Baş Kadın of the Ottoman Empire (Chief Consort)
- Tenure: c. 1703/1704 - 20 September 1730
- Successor: Alicenab Kadın
- Born: ante 1690
- Died: 1740 Eski Saray, Constantinople
- Burial: Istanbul
- Consort of: Ahmed III
- Issue: Fatma Sultan

Names
- Emetullah Banu Kadın Efendi
- Dynasty: Ottoman
- Religion: Sunni Islam (converted)

= Emetullah Kadın =

Consort of Ottoman Sultan Ahmed III

Emetullah Banu Kadın (امت اللہ کدین and 'Queen'; also written as Ümmetullah; died 1740) was the chief consort (BaşKadin) of the Ottoman Sultan Ahmed III. She was his favorite consort and the mother of his firstborn and favorite child, the princess Fatma Sultan.

== Biography ==
Her origins are unknown. She was born before 1690 and entered Ahmed III's harem when he was enthroned, in August 1703. In the harem, she was renamed Emetullah Banu and became Ahmed's first and favorite consort, with the title of BaşKadin (chief consort). Ahmed loved her more than his other consorts, and honoured her with a mosque, a school and a fountain.

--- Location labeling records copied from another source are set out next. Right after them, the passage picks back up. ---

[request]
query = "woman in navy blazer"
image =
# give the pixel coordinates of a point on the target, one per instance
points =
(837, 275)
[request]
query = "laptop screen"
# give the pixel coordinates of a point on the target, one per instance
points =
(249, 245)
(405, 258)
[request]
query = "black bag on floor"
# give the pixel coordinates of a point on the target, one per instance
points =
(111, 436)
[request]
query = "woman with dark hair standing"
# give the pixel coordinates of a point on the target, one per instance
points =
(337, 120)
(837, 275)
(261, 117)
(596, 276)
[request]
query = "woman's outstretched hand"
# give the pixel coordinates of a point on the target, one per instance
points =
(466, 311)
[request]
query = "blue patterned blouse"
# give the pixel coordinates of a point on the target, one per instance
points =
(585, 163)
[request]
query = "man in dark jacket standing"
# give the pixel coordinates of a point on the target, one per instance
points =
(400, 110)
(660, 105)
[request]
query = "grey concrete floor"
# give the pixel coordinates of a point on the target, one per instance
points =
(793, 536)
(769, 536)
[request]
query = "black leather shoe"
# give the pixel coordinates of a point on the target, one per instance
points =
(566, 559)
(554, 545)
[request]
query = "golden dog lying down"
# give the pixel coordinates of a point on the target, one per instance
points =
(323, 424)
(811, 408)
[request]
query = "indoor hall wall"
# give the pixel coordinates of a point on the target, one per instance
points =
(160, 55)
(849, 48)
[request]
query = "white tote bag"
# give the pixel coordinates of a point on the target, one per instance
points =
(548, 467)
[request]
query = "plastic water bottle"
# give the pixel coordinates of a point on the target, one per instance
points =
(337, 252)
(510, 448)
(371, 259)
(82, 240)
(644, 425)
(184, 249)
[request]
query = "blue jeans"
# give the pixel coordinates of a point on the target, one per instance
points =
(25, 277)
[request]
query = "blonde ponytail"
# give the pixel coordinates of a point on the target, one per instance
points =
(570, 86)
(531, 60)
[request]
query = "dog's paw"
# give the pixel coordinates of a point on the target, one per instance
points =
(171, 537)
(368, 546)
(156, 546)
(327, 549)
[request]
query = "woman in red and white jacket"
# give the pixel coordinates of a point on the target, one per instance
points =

On 22 September 1704, Emetullah give birth the firstborn of Ahmed, a daughter, Fatma Sultan, who became Ahmed's favorite child. It is unknown if she had other children.

In 1730, the Tulip Era ended with the Patrona Halil's rebellion and Ahmed was dethroned and imprisoned, with his daughter Fatma and Fatma's husband, the Grand Vizir Ibrahim Pasha. Emetullah, with the other consorts, lost her property and jewels and was confined in the Eski Saray, where she died in 1740. She was buried in Istanbul, near the tomb of Lala Mustafa Pasha or those of Neberf Kalfa, an harem's teacher, and Abdulganf, a muezzin.

== Issue ==
By Ahmed III, Emetullah had at least a child, a daughter:

- Fatma Sultan (1704 - 1733). She was the firstborn and the favorite child of her father. She married twice and had two sons and two daughters with her second husband, the Grand Vizir Ibrahim Pasha. With him, She was the real power during the Tulip Era.

==Charity==
Emetullah was a benevolent and caring woman, very active in charity.

In 1707, Ahmed granted her the income from a bakery in Galata, an inn in Simkeşehan with over 150 rooms, and land on which over 30 shops stood. With the money, Emetullah financed a mosque, a mekteb and a fountain, providing education to 50 children and jobs to about 100 people. In 1728, Emetullah built three more fountains at Ayazma, Imrahor and Uskudar, earning the praise of the poet Ahmed Nedim.

Most of the structures were demolished in 1956, when a new road was built between Bayezid Square and Aksaray.